Isso aconteceu, em suma, porque eram poucos os casos. Porém, a doença atingiu artistas e por ser quase sempre fatal, ganhou proporção. Sendo transmitida por vírus, ocorreram inúmeros a respeito da infecção, e quando foi entendido pela população, que a transmissão ocorria majoritariamente pelo ato sexual, o tabu foi consolidado.
Ocorre, porém, que diferente da pneumonia e do câncer que deixaram de ser tão “graves” com o passar dos anos em decorrência de variados tratamentos, a AIDS permaneceu sem cura, mas a percepção histórica da humanidade de que toda doença grave, se tornaria banal com o tempo, continuou.
A doença teve seu boom na década de 80 e marcou uma geração, que provavelmente se protegia mais, mesmo que pra isso tenham sido criados “dilemas” em dialogar o assunto abertamente.
As gerações que nasceram em 90 e 2000, passaram pela adolescência na década de 2000 e 2010. O desenvolvimento tecnológico que aconteceu nessa época gerou muita informação circulante, porém não gerou indivíduos críticos o suficiente para administrar tantas informações.
Assim ocorreu a banalização do sexo, que passou a ser praticado constantemente de forma precoce, incentivado pela difusão da pornografia, o que por conseguinte aumentou a proliferação de doenças sexualmente transmissíveis, inclusive a AIDS.
Muitos, por terem consciência de que há tratamentos paliativos para a doença, negligenciam o seu perigo. Parecem não compreender o significado de “paliativos”. Assim numa sociedade com cada vez menos medos, e muito acelerada, a doença volta a correr livremente, já que as relações estão tão fluidas quanto a informação. O que abre oportunidades para que o ato seja consumado de forma cada vez mais espontânea, o que nem sempre conta ou combina com o uso de preservativos.

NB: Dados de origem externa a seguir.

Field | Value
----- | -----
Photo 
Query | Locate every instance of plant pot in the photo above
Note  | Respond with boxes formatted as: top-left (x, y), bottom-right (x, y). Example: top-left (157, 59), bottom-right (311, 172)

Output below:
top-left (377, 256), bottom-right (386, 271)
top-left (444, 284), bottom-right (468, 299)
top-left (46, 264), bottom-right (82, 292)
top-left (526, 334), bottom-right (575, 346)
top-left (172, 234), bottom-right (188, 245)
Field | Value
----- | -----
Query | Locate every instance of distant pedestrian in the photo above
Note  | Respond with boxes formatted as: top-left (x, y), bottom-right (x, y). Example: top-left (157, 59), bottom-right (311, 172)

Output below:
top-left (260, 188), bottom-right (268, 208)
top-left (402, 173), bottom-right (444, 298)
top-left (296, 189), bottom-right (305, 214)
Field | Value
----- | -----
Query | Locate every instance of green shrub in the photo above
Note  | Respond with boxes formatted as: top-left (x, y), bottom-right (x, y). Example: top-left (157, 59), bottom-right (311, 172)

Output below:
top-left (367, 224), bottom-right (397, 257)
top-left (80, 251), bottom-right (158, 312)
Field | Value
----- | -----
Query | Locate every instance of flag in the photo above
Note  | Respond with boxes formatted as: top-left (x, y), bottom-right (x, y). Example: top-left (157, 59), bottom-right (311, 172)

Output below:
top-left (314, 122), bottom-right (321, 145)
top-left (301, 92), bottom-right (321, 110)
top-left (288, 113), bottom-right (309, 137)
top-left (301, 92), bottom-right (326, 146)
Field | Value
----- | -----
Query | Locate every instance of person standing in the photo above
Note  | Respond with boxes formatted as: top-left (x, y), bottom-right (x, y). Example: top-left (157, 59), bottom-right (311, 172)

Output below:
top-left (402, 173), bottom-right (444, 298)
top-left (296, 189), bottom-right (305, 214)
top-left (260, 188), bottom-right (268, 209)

Uma boa forma de intervir nessa questão seria expor de forma alarmante, comparando e mostrando gráficos do crescimento e disseminação das doenças em todos os meios de comunicação, principalmente na tv aberta. Ideal ainda, seria que mais palestras fossem feitas a respeito do assunto. Assim a população, assustada, voltaria a ter mais precaução no ato sexual.